Harry Potter Theme Park Attractions
Together with J.K. Rowling’s London agent Neil Blair, Kleinberg provided advice and counsel to Rowling regarding transactions in which some of the Harry Potter theme park attractions at Universal Studios Orlando were licensed via Warner Bros. for replication at Universal Studios Hollywood and at a new theme park being constructed by Universal in Beijing.
Kleinberg represents Jagged Films, Mick Jagger and Victoria Pearman (producers) and negotiated their deal with HBO and Martin Scorsese for the TV series “Vinyl.”
Kleinberg represents Thunder Agency LLC, which is producing a superhero franchise based on the comic series “Thunder.”
George Orwell’s “1984”
Kleinberg is representing Gina Rosenblum in her deal to produce a remake of George Orwell’s “1984.”

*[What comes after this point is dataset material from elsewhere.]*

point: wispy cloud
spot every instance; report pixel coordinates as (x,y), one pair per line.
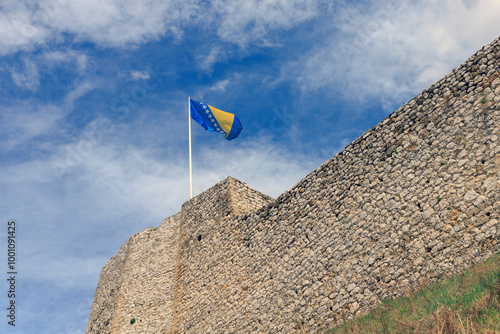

Kleinberg has represented singer-songwriter Peter Cetera (former lead singer of Chicago) since 1973, and is handling a variety of active projects for him, including music publishing administration, recording and touring.
Kleinberg represented Alejandro Amenabar and Fernando Bovaira in the development and production of their new independent film “Regression,” a Canadian-Spanish co-production starring Ethan Hawke and Emma Watson that was released in the U.S. by the Weinstein Co. and worldwide through FilmNation.